André Azoulay ne manque pas de rappeler l’histoire particulière d’Essaouira. Au XIXème siècle, la ville comptait vingt-deux mille habitants. Seize mille étaient juifs. Dans une terre d’Islam, c’est une exception. Et cela, dit-il, forge un ADN imbattable.
Il revendique cette pluralité comme une force. «Je suis juif. Je suis berbère. Je suis arabe. Je suis probablement un peu musulman, parce que nos familles ont vécu si près les unes des autres. Je suis africain. Je suis méditerranéen. Et cette richesse, je l’ai toujours considérée comme une chance», estime-t-il.
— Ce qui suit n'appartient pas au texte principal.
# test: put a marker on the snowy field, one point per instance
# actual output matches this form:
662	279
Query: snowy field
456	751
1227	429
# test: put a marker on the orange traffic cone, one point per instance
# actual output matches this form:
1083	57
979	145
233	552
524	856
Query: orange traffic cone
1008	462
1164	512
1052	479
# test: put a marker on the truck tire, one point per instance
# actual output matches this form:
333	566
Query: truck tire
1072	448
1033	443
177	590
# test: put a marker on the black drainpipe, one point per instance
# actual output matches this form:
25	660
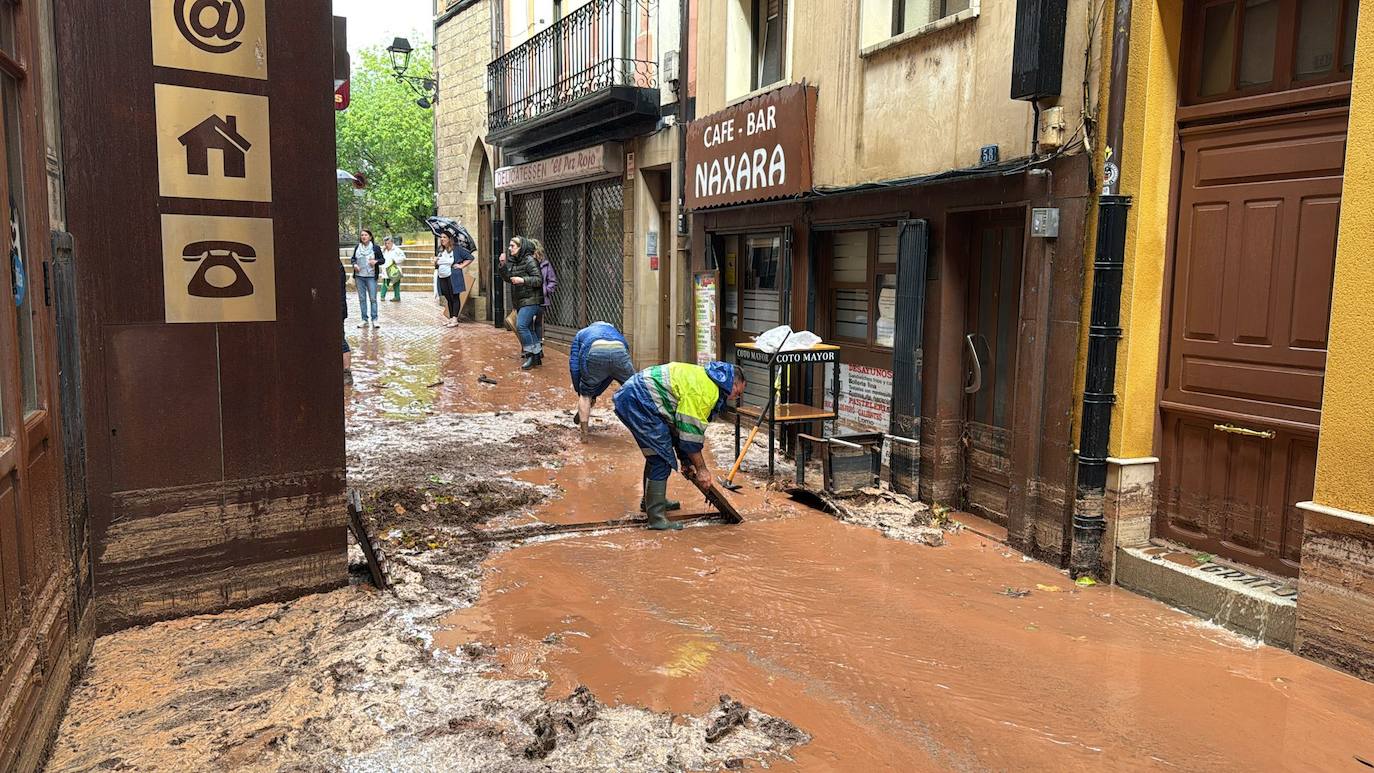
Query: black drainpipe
1104	323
«Dans mes négociations, poursuit-il, chaque fois que je me présente, je dis ce que je suis. Alors, si le Maroc gagne, c’est que nous ne jouons pas à armes égales», confie-t-il.
De la foi intime à la Tamaghrabit universelle
Puis vient le souvenir le plus intime. Sa première communion. Son rabbin, voyant en lui un garçon qui ne rentrait pas dans le cadre strict de la tradition, lui lança une injonction simple: «Tu veux rester juif? Alors souviens-toi de ceci. Si la personne qui est en face de toi n’a pas la même dignité, la même justice, la même liberté que toi, et que tu ne fais rien, tu n’es plus juif.» André Azoulay s’arrête, laisse le silence retomber. Cette phrase, confie-t-il, ne l’a jamais quitté. Elle guide chacun de ses engagements.
Il rappelle aussi un geste fondateur. Le jour de l’inauguration de Bayt Dakira par le roi Mohammed VI, il fit poser côte à côte le Coran et la Torah. Les deux textes dialoguent en permanence. Ils ont fait ce que nous n’avons pas su faire. Et il ajoute que l’on retrouve très souvent, dans les deux livres, des similitudes sur l’essentiel. Un wake-up call, dit-il.
À Essaouira, ajoute-t-il, «nous n’avons pas deux identités. Nous avons la Souiritude. Nous avons la Tamaghrabit. Notre façon d’être marocains. Ici, la diversité n’est jamais une crise. Elle est un atout. Ailleurs, elle est synonyme de complexité, de défi, de confrontation, de déni. Ici, elle est richesse. Elle est le réacteur central de notre modernité sociale. C’est rare dans le monde. Car partout ailleurs, la diversité recule. Elle disparaît. Elle devient conflictuelle. Chez nous, elle est célébrée. C’est cela, notre Tamaghrabit».
André Azoulay se dit privilégié. Privilégié parce qu’il est riche de toutes ces identités. Privilégié aussi parce qu’il vit «dans un pays fort du leadership éclairé et visionnaire de Sa Majesté le Roi, un pays, mon pays dont j’ai fait miens avec lucidité et bonheur les choix fondamentaux pour redonner ses chances à l’esprit de la Paix, à la Culture de la Paix».